Additionally, there are over 70,000 Chin refugees in India’s north-eastern state of Mizoram, which borders the Chin State. None of them have any identity cards by the UNHCR, she added.

A May 2011 survey by the CRC showed that over 25 percent of the Christian refugees in Delhi were victims of assault, rape, sexual harassment, forcible eviction and other crimes. Police did little to take action against the accused as the refugees have no legal identity, the CRC said in a statement.

Although New Delhi has allowed the UNHRC to establish office in India, it has not signed the 1951 refugee convention which makes a country accountable for the protection of refugees.

The survey also showed that less than 20 percent of the refugees had jobs. “Many among the refugees who have gathered today have had no food in the morning as they have no means to earn their living,” the Chin woman said.

The refugees are also worried about the safety of their families in Chin State, she added. Some of the dozens of placards held by Chin men, women and children at the rally read, “Stop Religious Persecution in Chin Land (as the state is known by the Chin people),” and “I Miss My Motherland.”

The military regime of Burma, officially called Myanmar, has destroyed hundreds of churches in the Chin State. A report entitled, “Life under the Junta: Evidence of Crimes against Humanity in Burma’s Chin State,” by Physicians for Human Rights documented “extraordinary levels of state violence” against the Chin Christians. Of the 71 households from 13 of 90 villages and towns surveyed said government authorities had destroyed their local church buildings.

The Burmese military sees practice of any religion other than majority Buddhism as a key reason behind the demand for more autonomy. Therefore Christians, unless they willingly give the control of their religious activities to the federal government, are seen as enemies of the government.

Over 90 percent of the 500,000 people in Chin State are Christian. Along with the Chin Christians, Christians from other ethnic minority states, such as the Karen, Karenni and Kachin, also face religious persecution. Burma’s ethnic minorities, as opposed to the majority Burman people who are mostly Buddhist, have been demanding the freedom to express and practice their own traditions for decades.
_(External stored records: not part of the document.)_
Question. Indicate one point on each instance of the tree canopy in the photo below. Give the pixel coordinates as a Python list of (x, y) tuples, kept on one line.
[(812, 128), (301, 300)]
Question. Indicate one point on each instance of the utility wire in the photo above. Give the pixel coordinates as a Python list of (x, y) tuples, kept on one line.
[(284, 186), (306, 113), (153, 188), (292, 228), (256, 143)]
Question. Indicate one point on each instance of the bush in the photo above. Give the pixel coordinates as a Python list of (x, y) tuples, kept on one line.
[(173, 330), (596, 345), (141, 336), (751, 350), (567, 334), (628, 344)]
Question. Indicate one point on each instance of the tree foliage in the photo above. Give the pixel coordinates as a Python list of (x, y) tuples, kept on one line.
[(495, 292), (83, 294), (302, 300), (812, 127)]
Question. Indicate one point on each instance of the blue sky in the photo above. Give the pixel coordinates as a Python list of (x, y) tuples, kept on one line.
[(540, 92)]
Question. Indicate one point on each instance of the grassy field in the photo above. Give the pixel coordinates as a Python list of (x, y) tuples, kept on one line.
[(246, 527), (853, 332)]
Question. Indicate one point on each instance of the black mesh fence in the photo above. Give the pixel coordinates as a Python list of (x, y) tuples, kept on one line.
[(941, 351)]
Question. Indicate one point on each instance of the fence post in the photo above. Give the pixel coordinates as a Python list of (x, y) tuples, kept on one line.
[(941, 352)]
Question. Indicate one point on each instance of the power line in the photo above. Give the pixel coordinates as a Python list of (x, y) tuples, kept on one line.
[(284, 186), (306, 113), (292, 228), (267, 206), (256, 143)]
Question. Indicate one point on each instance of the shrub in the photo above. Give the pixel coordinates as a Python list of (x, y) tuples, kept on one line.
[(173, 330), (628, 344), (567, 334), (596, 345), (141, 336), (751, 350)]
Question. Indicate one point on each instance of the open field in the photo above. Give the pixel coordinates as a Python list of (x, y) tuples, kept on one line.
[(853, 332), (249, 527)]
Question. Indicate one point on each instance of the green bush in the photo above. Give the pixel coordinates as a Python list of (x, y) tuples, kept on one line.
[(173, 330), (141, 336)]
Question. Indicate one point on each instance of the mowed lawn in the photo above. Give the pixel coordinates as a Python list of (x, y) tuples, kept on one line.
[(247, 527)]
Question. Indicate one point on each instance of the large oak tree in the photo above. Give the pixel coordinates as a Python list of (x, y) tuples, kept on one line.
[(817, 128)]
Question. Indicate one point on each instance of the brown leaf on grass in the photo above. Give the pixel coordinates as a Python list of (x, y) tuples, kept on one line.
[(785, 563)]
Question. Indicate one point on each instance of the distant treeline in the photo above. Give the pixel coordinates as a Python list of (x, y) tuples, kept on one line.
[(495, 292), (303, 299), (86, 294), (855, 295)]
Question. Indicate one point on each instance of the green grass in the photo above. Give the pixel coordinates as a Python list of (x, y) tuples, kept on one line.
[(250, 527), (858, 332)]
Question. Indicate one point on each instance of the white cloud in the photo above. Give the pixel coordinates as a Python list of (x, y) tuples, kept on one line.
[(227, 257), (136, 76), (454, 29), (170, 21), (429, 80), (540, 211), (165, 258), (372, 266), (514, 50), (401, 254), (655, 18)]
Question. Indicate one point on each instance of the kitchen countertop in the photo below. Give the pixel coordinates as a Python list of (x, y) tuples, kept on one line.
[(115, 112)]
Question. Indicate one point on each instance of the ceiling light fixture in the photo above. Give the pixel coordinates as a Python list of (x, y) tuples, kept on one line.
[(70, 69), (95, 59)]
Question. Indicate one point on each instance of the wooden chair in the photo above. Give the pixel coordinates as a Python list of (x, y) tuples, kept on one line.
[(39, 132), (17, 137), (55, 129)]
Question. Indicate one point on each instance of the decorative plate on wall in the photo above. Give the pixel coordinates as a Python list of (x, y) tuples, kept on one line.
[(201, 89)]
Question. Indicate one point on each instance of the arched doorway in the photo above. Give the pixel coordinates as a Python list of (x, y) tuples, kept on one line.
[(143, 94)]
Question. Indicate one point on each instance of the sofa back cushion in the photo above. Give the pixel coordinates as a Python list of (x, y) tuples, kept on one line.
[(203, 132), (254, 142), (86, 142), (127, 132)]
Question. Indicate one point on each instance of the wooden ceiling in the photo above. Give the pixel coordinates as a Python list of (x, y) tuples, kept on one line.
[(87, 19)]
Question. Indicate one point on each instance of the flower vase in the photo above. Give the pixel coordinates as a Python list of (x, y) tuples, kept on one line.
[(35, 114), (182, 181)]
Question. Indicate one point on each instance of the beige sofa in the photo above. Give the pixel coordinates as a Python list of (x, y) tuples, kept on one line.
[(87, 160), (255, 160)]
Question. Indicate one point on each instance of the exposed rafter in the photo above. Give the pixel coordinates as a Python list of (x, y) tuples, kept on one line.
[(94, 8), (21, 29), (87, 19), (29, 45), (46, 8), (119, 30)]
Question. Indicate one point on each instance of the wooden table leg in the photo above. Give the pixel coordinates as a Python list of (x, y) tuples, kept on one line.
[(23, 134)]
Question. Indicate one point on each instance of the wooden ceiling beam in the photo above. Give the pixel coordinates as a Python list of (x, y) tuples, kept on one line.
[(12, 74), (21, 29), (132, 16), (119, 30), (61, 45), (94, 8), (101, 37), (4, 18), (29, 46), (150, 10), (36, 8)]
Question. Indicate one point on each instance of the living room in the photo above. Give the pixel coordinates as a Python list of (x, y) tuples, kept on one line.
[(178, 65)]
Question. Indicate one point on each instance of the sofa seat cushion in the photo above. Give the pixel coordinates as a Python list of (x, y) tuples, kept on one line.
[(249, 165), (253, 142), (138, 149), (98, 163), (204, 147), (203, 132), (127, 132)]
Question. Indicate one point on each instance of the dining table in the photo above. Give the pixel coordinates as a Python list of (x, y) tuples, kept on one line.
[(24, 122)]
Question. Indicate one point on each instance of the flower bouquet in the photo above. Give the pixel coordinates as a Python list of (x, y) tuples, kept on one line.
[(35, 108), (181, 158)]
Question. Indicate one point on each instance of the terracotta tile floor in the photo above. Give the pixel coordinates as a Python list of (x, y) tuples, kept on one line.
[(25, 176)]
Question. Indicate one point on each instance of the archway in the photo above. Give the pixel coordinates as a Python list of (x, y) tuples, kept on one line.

However, the Burmese government has “ignored the call for national reconciliation” and has legitimized the domination of the military-controlled federal government by having elections in 2010 which were a sham, the CRC statement said.

The Burmese junta held the first “democratic” election in two decades last year but ensured that a party ruled by military generals got the majority in the parliament. The new constitution adopted before the election through an allegedly rigged referendum established Burma as a Union, leaving little hope of autonomy for the non-Burman minorities.